Tendermint has evolved to a point where it can be used as a general consensus engine for the state machines of other blockchains. You can take state machines that are built on top of other consensus algorithms and place them on top of Tendermint core. The EVM on top of Tendermint core is one example, known as Ethermint.
There are many advantages to Tendermint in terms of computing. It can be used for both private and public blockchains. In the public chain, it will use PoS while in a private system, it will use permissioned nodes. It has instant finality with nodes preferring consistency over availability. This means the chain will never fork. It enables developers to create DApps in any programming language as it separates the consensus and network layer of the blockchain from the application layer. Due to this separation, it is important to note that the development work needs to be deterministic meaning that all nodes calculate the exact same next state given a set of inputs or transactions.
The main difference with the standard PoS and the Tendermint PoS is there are a number of ways that block producers committed stakes can get slashed further incentivising good behaviour and effective operating of the network. When you forge fake transactions or do not participate in the building of new blocks, nodes will get their stake slashed. This also solves the nothing-at-stake problem which is a key criticism of the standard PoS consensus mechanism. The nothing-at-stake problem is rooted in the issue that validators in traditional PoS are incentivised to build on all chains as they are rewarded for validating and are at no risk of being slashed unless they act maliciously.

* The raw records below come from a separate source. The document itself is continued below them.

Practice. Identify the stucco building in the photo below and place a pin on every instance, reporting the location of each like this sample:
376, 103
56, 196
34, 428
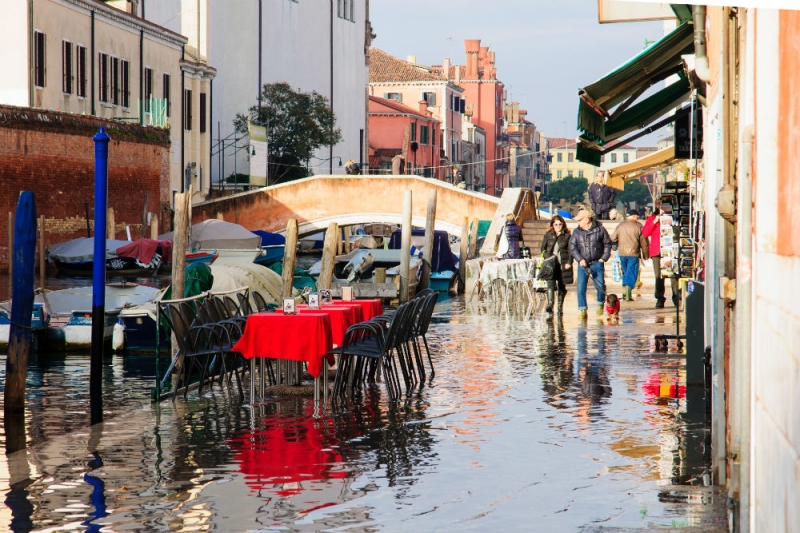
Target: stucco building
410, 83
397, 129
89, 57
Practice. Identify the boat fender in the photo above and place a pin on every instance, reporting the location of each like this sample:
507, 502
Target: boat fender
118, 336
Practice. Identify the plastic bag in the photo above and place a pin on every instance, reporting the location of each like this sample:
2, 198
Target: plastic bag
616, 269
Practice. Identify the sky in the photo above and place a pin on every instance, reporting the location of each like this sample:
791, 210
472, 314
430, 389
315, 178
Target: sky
545, 50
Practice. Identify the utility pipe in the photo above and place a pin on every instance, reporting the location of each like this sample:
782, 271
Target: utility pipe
700, 56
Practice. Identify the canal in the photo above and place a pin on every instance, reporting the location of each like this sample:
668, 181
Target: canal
529, 424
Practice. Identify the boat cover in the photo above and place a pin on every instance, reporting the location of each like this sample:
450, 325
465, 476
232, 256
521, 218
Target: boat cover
215, 234
441, 259
145, 249
270, 239
81, 250
258, 278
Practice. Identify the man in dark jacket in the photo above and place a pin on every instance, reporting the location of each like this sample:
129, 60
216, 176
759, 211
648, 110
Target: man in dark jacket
601, 195
590, 245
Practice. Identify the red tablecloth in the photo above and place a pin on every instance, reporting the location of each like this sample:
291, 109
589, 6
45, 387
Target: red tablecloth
341, 319
369, 308
302, 337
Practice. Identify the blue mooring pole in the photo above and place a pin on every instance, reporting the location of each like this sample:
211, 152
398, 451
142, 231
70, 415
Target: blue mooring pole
99, 274
19, 337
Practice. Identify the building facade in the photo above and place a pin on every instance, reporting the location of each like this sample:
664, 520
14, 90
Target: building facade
412, 84
89, 57
255, 42
399, 129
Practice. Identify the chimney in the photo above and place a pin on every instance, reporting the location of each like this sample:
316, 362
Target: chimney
472, 47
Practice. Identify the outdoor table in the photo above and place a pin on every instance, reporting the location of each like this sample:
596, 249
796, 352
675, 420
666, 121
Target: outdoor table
303, 337
370, 307
341, 318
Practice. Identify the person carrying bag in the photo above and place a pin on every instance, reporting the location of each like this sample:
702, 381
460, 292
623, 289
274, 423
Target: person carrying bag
557, 266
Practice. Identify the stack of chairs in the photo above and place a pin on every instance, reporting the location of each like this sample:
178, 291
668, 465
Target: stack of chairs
392, 344
206, 328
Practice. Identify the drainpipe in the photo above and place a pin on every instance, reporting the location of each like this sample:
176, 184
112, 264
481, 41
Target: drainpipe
141, 77
183, 122
330, 148
744, 322
700, 56
31, 60
94, 109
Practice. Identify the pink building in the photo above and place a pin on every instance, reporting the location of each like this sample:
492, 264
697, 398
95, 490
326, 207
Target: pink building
396, 129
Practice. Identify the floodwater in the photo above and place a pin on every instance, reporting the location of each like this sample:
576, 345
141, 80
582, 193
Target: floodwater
528, 425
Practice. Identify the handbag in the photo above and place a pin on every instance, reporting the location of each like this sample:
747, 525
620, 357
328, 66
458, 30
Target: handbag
547, 270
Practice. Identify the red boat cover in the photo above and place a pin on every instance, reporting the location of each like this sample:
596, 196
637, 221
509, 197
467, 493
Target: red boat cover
144, 249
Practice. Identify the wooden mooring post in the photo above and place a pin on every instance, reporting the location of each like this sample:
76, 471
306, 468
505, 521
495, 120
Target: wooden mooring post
19, 337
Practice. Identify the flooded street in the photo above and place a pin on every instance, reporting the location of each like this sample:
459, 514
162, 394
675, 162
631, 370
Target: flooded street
528, 425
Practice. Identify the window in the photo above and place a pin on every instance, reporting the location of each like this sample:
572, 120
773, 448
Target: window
103, 76
202, 112
66, 67
81, 85
187, 109
39, 66
115, 80
166, 88
148, 88
125, 89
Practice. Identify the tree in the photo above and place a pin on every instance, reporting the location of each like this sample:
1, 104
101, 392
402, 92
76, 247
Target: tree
635, 191
570, 189
297, 125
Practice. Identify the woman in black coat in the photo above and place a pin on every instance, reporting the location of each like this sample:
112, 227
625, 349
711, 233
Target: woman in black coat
558, 233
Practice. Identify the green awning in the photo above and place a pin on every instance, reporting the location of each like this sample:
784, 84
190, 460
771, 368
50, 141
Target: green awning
629, 81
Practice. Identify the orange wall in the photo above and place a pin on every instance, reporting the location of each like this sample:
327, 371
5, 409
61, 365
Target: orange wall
789, 135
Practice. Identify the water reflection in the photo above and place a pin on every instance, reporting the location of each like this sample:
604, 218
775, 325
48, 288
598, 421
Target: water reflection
526, 421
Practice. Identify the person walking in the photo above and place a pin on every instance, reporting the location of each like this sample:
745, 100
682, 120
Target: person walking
590, 246
631, 245
601, 195
652, 230
556, 241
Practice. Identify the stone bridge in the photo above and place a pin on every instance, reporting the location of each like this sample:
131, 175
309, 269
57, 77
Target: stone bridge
317, 201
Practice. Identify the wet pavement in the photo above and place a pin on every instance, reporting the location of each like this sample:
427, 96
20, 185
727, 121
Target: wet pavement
528, 425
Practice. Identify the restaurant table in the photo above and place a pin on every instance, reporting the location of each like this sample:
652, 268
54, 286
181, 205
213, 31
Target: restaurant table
342, 317
370, 307
304, 337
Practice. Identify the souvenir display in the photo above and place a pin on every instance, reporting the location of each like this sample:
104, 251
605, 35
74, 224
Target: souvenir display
677, 246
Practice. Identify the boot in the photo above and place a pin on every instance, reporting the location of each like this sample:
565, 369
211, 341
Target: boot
550, 297
560, 308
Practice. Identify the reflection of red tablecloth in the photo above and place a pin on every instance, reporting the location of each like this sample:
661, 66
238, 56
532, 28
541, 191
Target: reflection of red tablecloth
369, 308
302, 337
287, 451
341, 319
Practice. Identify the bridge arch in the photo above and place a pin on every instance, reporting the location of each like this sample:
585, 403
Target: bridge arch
317, 201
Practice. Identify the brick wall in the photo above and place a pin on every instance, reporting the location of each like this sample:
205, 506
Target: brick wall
52, 154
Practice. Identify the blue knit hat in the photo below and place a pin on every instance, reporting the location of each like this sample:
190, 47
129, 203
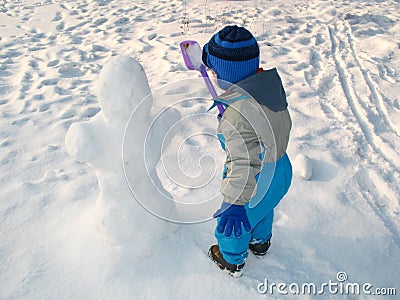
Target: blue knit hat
233, 54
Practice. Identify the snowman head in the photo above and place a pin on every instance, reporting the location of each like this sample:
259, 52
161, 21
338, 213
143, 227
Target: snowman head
122, 86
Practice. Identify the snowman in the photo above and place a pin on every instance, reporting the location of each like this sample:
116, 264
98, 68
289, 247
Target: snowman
123, 89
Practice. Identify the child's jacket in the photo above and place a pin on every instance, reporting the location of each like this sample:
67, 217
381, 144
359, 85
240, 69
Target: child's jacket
254, 131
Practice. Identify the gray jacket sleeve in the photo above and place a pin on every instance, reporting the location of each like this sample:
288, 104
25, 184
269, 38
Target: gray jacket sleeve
243, 147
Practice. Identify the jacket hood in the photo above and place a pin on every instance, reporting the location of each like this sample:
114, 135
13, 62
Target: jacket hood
266, 88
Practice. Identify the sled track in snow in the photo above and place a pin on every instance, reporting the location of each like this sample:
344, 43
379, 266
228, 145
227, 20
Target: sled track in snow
376, 96
357, 104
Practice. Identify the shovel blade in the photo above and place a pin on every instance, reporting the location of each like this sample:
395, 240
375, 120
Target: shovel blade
192, 52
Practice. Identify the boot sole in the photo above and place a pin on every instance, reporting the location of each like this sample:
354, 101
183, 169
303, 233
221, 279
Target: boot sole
233, 274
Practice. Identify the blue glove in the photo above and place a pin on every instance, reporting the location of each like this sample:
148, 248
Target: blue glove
231, 218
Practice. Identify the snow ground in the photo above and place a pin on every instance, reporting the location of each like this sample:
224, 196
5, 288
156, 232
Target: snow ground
339, 61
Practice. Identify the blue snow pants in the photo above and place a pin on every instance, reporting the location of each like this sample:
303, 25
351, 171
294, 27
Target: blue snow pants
273, 183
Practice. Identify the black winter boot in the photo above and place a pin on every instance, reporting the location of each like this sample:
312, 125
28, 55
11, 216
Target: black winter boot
260, 250
216, 256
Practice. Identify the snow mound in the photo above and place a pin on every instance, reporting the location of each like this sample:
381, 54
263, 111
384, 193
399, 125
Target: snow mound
121, 87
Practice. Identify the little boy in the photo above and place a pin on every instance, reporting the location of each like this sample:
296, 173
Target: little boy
254, 132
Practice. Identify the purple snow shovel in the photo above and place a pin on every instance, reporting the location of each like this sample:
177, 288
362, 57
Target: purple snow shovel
192, 52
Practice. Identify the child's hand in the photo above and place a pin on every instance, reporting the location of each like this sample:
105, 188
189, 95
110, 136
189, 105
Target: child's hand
231, 219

The main drawback is the security of the network with the Tendermint only being able to tolerate 33% of bad actors in the network. Many blockchain professionals would not consider this a secure network. PoS is also still an early consensus mechanism system and has yet to be proven on a wide scale. However, the slashing of stakes is likely to improve it as a consensus algorithm and these incentives are looking to be implemented by Ethereum’s Casper protocol when it is implemented.
Decentralized Computing Going Forward:
Cloud computing is another industry dominated by the centralized technology superpowers. It is a centi-billion dollar industry providing valuable computing resources to companies, saving them the large infrastructure investments. Decentralized cloud computing proposes a model whereby users can rent cloud computing power from users across the network.
To compete with the centralized superpowers, the innovators will need to find a way to fully leverage the benefits of decentralized technology. Affordability could be a strong benefit to using decentralized computing, but this will require mass adoption which has not been achieved so far.
Computation will have to far surpass the limitations of the EVM. To achieve this so far has required a trade-off with security and decentralization. With the goal being to leverage the benefits of decentralization, the technology will need to keep being experimented with until these trade-offs become verifiably miniscule or non-existent.